司法ウオッチ<開かれた司法と市民のための言論サイト>

 

 多数決よりも、少数意見の尊重こそ、民主主義で試される叡智だと思ってきた。また、そのように教わってきた。多数決で選択されなかった意見を考慮にいれず、全体を選択された意見に従わせるということになれば、全体主義的になる恐れをはらむ。できるだけ、少数意見を汲み、広くコンセンサスを得て多様性を確保する方が、民主主義にふさわしい。

 

 ただ、この考慮のプロセスには、当然、手間がかかるし、工夫も求められる。だから、決めきれないものを決めるという、決定手続きとしての多数決の利便性と効率性に目を奪われたならば、このプロセスへの努力は、すぐに疎かになってしまう。そのことも民主主義国家の国民である私たちは知っている。

 

 政権獲得・維持を目指す、この国の政治家が口々に言う「決められる政治」という言葉には、その意味で、もともと危ういものを感じてきた。「決められる」立場になったとき、前記民主主義で試されている叡智の結集に、彼らがどこまで真剣に意を用いて、努力するのか。それによっては、「民主主義国家」であるはずの、わが国の未来は、全く違うものになるということを予感させたからである。

 

 7月15日の衆院平和安全法制特別委員会での安保関連法案の強行採決に、「民主主義国家」日本の悪夢を見るような思いになった。この法案は、まさに「戦争法案」そのものであり、集団的自衛権の行使そのものが違憲であり、どんなに安保政策上の根拠を並び立てても、立憲主義のもと、憲法の縛りの下検討されるべきであるという前提に立つ以上、その余を判断するまでもなく、そもそもアウトととらえるべきだ。

 

 しかし、その法案が委員会を通過した事態の深刻さに加え、私たちが同様に見せつけられ、直面している深刻な問題は、「民主主義国家」日本の現実そのものにある。
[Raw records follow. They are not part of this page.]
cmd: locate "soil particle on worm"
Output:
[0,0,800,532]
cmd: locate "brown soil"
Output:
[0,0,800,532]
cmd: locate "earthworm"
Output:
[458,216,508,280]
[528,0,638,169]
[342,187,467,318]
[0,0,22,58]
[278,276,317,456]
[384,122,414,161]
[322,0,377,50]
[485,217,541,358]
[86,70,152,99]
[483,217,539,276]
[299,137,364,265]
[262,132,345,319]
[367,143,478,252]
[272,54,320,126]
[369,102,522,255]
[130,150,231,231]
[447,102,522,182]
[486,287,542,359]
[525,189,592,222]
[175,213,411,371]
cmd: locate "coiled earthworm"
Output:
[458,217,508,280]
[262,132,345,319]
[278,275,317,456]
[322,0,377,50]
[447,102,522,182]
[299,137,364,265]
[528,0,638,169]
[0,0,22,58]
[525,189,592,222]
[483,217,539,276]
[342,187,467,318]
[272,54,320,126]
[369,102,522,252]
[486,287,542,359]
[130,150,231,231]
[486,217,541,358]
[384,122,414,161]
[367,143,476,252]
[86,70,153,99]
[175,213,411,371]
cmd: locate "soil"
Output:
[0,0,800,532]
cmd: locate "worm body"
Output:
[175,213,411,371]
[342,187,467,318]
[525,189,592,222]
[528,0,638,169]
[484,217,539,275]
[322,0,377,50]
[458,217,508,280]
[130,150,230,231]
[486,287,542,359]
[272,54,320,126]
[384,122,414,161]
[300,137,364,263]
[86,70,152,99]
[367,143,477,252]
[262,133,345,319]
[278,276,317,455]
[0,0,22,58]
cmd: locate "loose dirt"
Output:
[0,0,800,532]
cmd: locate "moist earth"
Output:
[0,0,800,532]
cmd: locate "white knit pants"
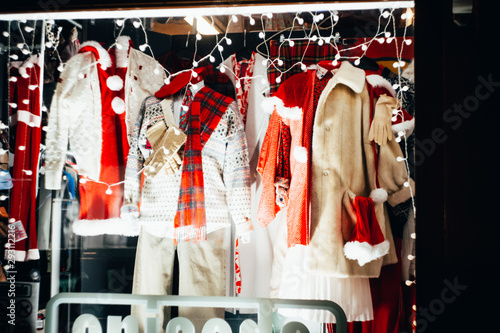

この法案に対して、国民のなかにも当然、賛否はある。しかし、この強行採決で考慮されていないのは、少数意見ではない。安倍晋三首相も与党議員も、そのことをもちろん承知している。賛成が多数になるまで国民の理解が広がっていないことは首相や閣僚の一部がはっきりと認めている。

 

 この状態で採決することに、首相も、委員会に出席した与党政治家も、何の躊躇もない。「民主主義」の筋として、いくらなんでもこれはできない、という声を誰も挙げないというのが、この国の私たちの代表者たちの「民主的」なレベルなのだ。自らが掲げた政策を押し通すために、世論の多数意見も無視し、耳を貸さない代表者に、まして自分たちの政策に反する少数意見への考慮をどうして期待できるだろうか。民主主義の叡智などほど遠い、その現実に愕然とするのだ。

 

 多数派が形成されているなかで、彼らの手を止めさせるのは、内閣支持率だとニュース解説者が語っていた。それは真実だが、それが意味するところは、民主主義国家の代表として世論に向き合う姿では決してない。その解説者も当たり前のように言っていたが、そこにある問題意識は政権の維持と当落だけだ。

 

 どんな多数派世論無視の強行採決をしようが、次回当選できればいいという彼らの価値観。もちろん、そこには有権者が「忘れる」、投票日まで怒りは持続せず、集票に影響しなくなるという、とてつもない侮りがある。確かに、その脅威もまた、彼らを拘束するのであれば、民主主義にとって必要な緊張関係であり、そのことの自覚は私たちにも求められる。

 

 しかし、そのことだけで動く政治家に本当の意味で期待できるだろうか。当落を多数意見で値踏みするのならば、少数意見考慮への叡智を繰り出す努力など期待できるわけがないし、私たちの目の届かないところで、どのような判断をするか分かったものではない。そもそも投票日までに「忘れてくれればいい」のだから。

 

 選んだのは我々であり、また侮られているのは我々だ。この「民主主義」国家の代表たちのレベルは、私たち国民のレベルとされても仕方がないし、むしろ私たちは、もっと積極的にそう自覚しなければならないだろう。「決められる政治」というスローガンの果てに、「戦争」と「民主主義」という二つのテーマで、日本の深刻な現実を見せつけられた「悪夢」の日を決して忘れてはならない。